These Glazed Jelly Doughnuts are a delightful treat featuring a tender, fluffy dough filled with sweet strawberry jelly and finished with a smooth, sweet glaze. Perfectly fried to golden perfection and topped with a classic vanilla-sugar glaze, they make an irresistible homemade dessert or breakfast indulgence.


Ingredients

Scale

Dough

  • 2 packets (1/4 ounces each) Active Dry Yeast
  • 1/2 cup warm water
  • 1/3 cup warm milk
  • 3 egg yolks
  • 1/3 cup butter, melted
  • 1/2 cup sugar
  • 3 1/2 cups all-purpose flour
  • 1 tsp salt
  • Strawberry jelly, 1/2 tablespoon per doughnut
  • Oil for frying (vegetable or canola oil recommended)

Glaze

  • 3 cups powdered sugar
  • 1/2 tsp salt
  • 1/2 tsp vanilla extract
  • 1/2 cup cold milk


Instructions

  1. Activate Yeast: In a large bowl, dissolve the active dry yeast in the warm water and let it sit for 5 minutes until it becomes frothy, indicating the yeast is active.
  2. Mix Dough: Add melted butter, warm milk, egg yolks, sugar, and salt to the yeast mixture. Mix well to combine all wet ingredients.
  3. Incorporate Flour: Gradually stir in the flour until a workable dough forms.

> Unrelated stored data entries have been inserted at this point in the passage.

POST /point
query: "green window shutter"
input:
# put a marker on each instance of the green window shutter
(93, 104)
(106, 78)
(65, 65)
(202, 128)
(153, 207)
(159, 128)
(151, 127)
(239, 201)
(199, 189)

Transfer the dough to a greased bowl, cover, and allow it to rise in a warm place for about 1 hour until doubled in size.
  4. Knead and Roll Dough: After the dough has risen, punch it down and knead it for 2 minutes on a floured surface. Roll out the dough to a thickness of 1/4 inch.
  5. Cut Dough Circles: Using a 2-inch circle cookie cutter, cut out 40 circles from the dough. You may need to re-roll scraps to get the full amount.
  6. Fill and Seal Doughnuts: Place a 1/2 tablespoon of strawberry jelly in the center of 20 dough circles. Top each with another circle and press the edges firmly to seal.
  7. Second Rise: Arrange the filled doughnuts on a greased cookie sheet, cover them, and let rise for another hour in a warm spot.
  8. Heat Oil: While the doughnuts rise, heat oil in a large pot to 375°F (190°C) for frying. Heating the oil may take the entire hour.
  9. Fry Doughnuts: Fry the doughnuts in hot oil for about 1 minute per side or until golden brown. Use a slotted spoon to remove them and place on paper towels to drain excess oil.
  10. Prepare Glaze: While frying, whisk together powdered sugar, salt, vanilla extract, and cold milk until smooth to form the glaze.
  11. Glaze Doughnuts: Drizzle the glaze over the warm doughnuts to coat them generously. Allow the glaze to set slightly before serving.

Notes

  • Ensure the water and milk are warm, not hot, to properly activate the yeast without killing it.
  • Press edges firmly when sealing doughnuts to prevent jelly from leaking during frying.
  • Maintain oil temperature at 375°F for even frying and to avoid greasy doughnuts.
  • Use a thermometer to monitor oil temperature accurately.
  • If glaze is too thick, add a little more milk; if too runny, add more powdered sugar.
  • Best served fresh on the day of frying as doughnuts are most flavorful and soft then.